National Park Service

Inventory & Monitoring (I&M)

Topic 2(a): Spatial Data in R

Please direct questions and comments about these pages, and the R-project in general, to Dr. Tom Philippi.

Introduction

While today's topic is spatial data in R, this web page and the webinar can only be a guide to getting started. We can no more teach you everything about spatial data in R in 2 hours than we could teach you ERDAS/Imagine (or ARC/Gis) in 2 hours. In addition to the time constraints, we don't know all of R for spatial data, just like we don't know all of ERDAS or ARC. Therefore, our more modest goal for this session is to introduce you to the R tools we use with spatial data, provide examples of tasks we perform in our duties for NPS natural resources that might get you started on your needs, and give a few pointers toward what else is available and places to find more information. In terms of "learning outcome", at the end of this session you should know what R tools are available to read, write, and process spatial data, have example code for several natural resources applications, and know where to go to look for what you need for your own applications.

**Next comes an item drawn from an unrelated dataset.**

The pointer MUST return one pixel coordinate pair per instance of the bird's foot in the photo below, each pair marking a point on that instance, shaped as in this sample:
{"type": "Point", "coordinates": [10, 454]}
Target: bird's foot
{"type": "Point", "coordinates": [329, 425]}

Why use R for spatial data?

"R is software for programming with data" provides a pretty good hint on when you might want to use R instead of a GIS tool such as ARC/Gis, Grass, or SAGA. {Note that mention of specific software and commercial products is not an endorsement of them by me, NPS, DOI, or anyone.} I use these spatial tools in R when:

  • I am performing substantial number crunching, such as testing for intersections between millions of polygons of species geographic ranges and hundreds of polygons of NPS and FWS units. R lets me custon-code shortcuts such as first testing for intersections of bounding boxes, then testing point in polygon, and only rarely needing to brute-force vertex by vertex polygon intersection tests, which can be much faster than iterating more general-purpose polygon tools.
  • I am working with very large rasters that cannot fit in memory.
  • I will be doing other computations on the data in R, so I might as well keep it all in one tool and script.
  • I need to do careful or fancy spatial prediction, and I need something more powerful and flexible than ordinary kriging. Many of the newest and most advanced spatial statistical tools for prediction (combining spatial neighbors and covariates), hotspot identification, point pattern analysis, etc., are only available in R. Also, R has a pretty complete suite of approaches to habitat suitability modeling.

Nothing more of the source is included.